In 1928, the owners of the gardens decided to convert the stadium for use as a speedway venue. It was already used at that time as a football ground for the Manchester Central F.C. The opening speedway meeting here was staged on 23 March 1929, when Arthur Franklyn won the Golden Helmet. Following the announcement that Stuart Bamforth had sold the stadium for redevelopment, the last speedway meeting was staged on 1 November 1987, when a double header took place. Firstly, Belle Vue defeated the Coventry Bees in a replay of the League Cup before losing to the Cradley Heath Heathens in the final league match ever raced at Hyde Road. Speedway returned to Belle Vue Greyhound stadium and remained there.
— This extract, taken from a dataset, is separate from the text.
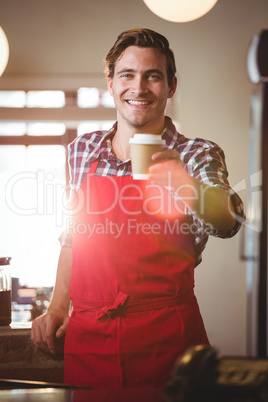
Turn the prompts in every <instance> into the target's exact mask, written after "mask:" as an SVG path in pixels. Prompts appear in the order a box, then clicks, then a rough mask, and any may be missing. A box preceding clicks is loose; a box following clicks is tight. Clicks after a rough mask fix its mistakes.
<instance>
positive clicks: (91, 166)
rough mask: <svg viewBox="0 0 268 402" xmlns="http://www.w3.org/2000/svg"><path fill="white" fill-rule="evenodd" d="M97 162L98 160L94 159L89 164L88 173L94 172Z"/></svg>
mask: <svg viewBox="0 0 268 402" xmlns="http://www.w3.org/2000/svg"><path fill="white" fill-rule="evenodd" d="M98 162H99V160H98V159H97V160H96V161H94V162H93V163H92V164H91V166H90V168H89V173H92V174H94V173H95V172H96V169H97V166H98Z"/></svg>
Some of the more famous riders who rode at Hyde Road, either for international meetings, as a Belle Vue Ace, or as a visiting team rider include Speedway World Champions Jack Young, Peter Craven, Ronnie Moore, Ove Fundin, Barry Briggs, Ivan Mauger, Ole Olsen, Peter Collins, Anders Michanek, Egon Müller, Michael Lee, Bruce Penhall, Erik Gundersen, and Hans Nielsen.

The speedway at Hyde Road was 382 m in length.

The site of the old Hyde Road stadium is now the site of the British Car Auctions Ltd.

==Speedway World Finals==
Hyde Road hosted the Final of the World Pairs Championship in 1974 and 1977.

===World Pairs Championship===
- 1974 - SWE Sweden (Anders Michanek / Sören Sjösten) - 28pts
- 1977 - ENG England (Peter Collins / Malcolm Simmons) - 28pts

==Other sports use==
Several other sports used the ground including amateur soccer club, Manchester Central F.C., baseball, and the rugby league where Broughton Rangers crossed from Salford to play at Belle Vue from 1933 until the club's demise in 1955 having renamed as Belle Vue Rangers in 1946.